There is a persistent idea that editing and strategy are different kinds of work — that editing is a finishing task, something you do at the end when the thinking is done, while strategy is the real work, happening upstream. This is wrong, and the brands that understand why it is wrong have a significant advantage over those that don’t.


The skills at the heart of great editing and great content strategy are not just related. They are, at their core, the same skill: the ability to identify what matters, remove what doesn’t, and arrange what remains so clearly that the audience cannot miss the point.


Flammarion Engraving, ca. 1888.
The job isn't to be inside the story. It's to find the seam where it ends and push through. Flammarion Engraving, ca. 1888. Artist unknown. Via the Public Domain Review (publicdomainreview.org).

What an Editor Actually Does

People tend to think of editing as correction — fixing grammar, catching typos, smoothing prose. This is proofreading, and it is the least interesting part of the editorial process. Real editing is structural. It asks: what is this piece actually trying to say? Is it saying it? What is in the way?
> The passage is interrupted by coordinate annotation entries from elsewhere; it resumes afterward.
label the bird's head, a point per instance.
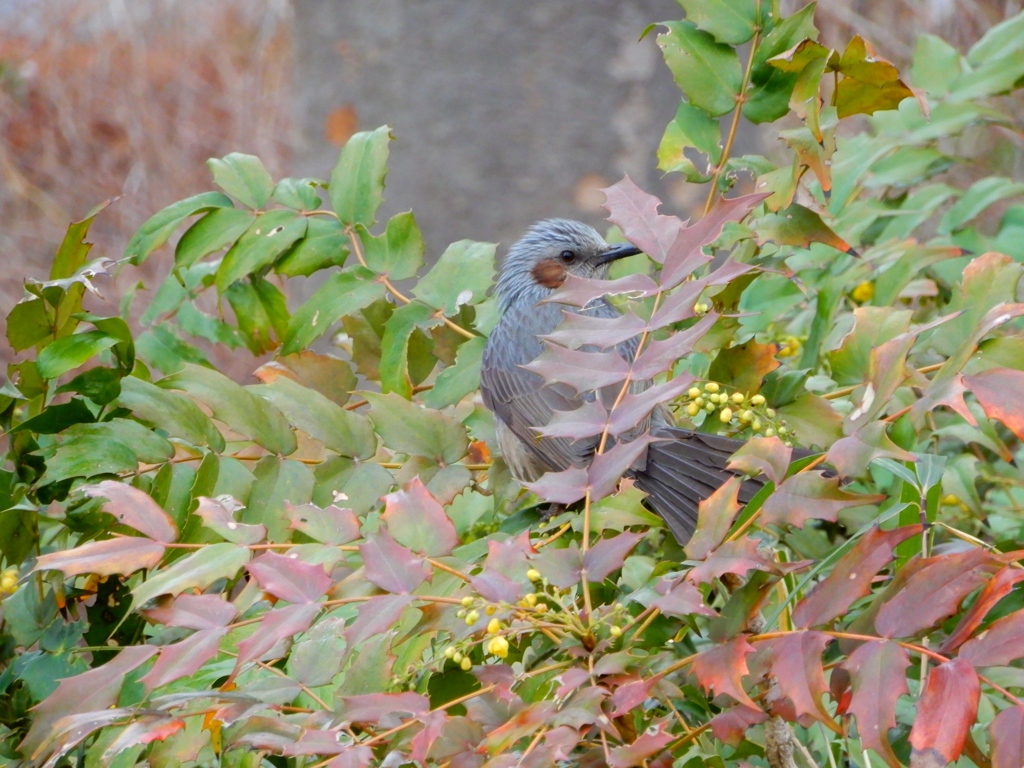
(549, 251)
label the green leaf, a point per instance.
(729, 22)
(217, 229)
(398, 252)
(242, 411)
(71, 351)
(341, 294)
(709, 73)
(345, 432)
(455, 382)
(174, 414)
(357, 180)
(267, 238)
(411, 429)
(160, 226)
(472, 262)
(244, 177)
(198, 570)
(692, 127)
(395, 346)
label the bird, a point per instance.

A great editor reads a draft not for what is there but for what is missing — the argument that hasn’t been made, the transition that hasn’t been written, the point that has been buried in paragraph seven when it belongs in paragraph one. Great editors are, in this sense, ruthless prioritizers. They know that a piece with one clear argument, pursued with precision, will always outperform a piece that gestures at ten interesting ideas and commits to none.


“Every piece of content — every article, campaign, or strategy deck — has a buried lede. The editor’s job, and the strategist’s job, is to find it and put it first.”


The Strategist’s Version of the Same Problem

Now consider what a content strategist does. They look at a brand’s entire content ecosystem and ask: what is this actually trying to say? Is it saying it? What is in the way?

The scale is different. The question is identical.


A content strategy that has not been edited — in the editorial sense, not the proofreading sense — is a strategy full of competing priorities, unclear hierarchies, and content that exists because someone wanted to create it rather than because the audience needs to receive it. It is a first draft. It needs the same ruthless attention that a first draft of prose requires.


The Buried Lede Problem

Journalism has a term for a specific editorial failure: the buried lede. It refers to a story that takes too long to get to its most important information — where the real news is hidden four paragraphs down, buried under context and scene-setting that the writer found interesting but the reader does not need.


Most brand content has a buried lede problem. The most important thing the brand has to say — the thing that would make its ideal customer lean in, feel understood, want to know more — is often not on the homepage. It’s not in the headline. It’s somewhere in the third paragraph of the About page, phrased in language that doesn’t quite do it justice.


An editorial sensibility fixes this. It finds the buried lede and surfaces it. It reorganizes everything else around that central truth. It makes the most important thing impossible to miss.


Editing as Strategic Thinking

The practical implication is this: if you want better content strategy, bring editorial thinking into the process earlier. Not at the end, to fix the prose, but at the beginning, to ask the hard questions about what the content is actually for and whether it is capable of doing that work.

Ask: if this piece of content could only say one thing, what would it be? Ask: what would a reader who knows nothing about us take away from this? Ask: what would we cut if we had to cut half of it?


These are editorial questions. They are also strategic ones. The brands that ask them — and sit with the honest answers — produce content that is sharper, more purposeful, and more effective than anything produced by volume alone.


Great editors and great strategists are, in the end, doing the same thing: finding what matters and making sure no one misses it.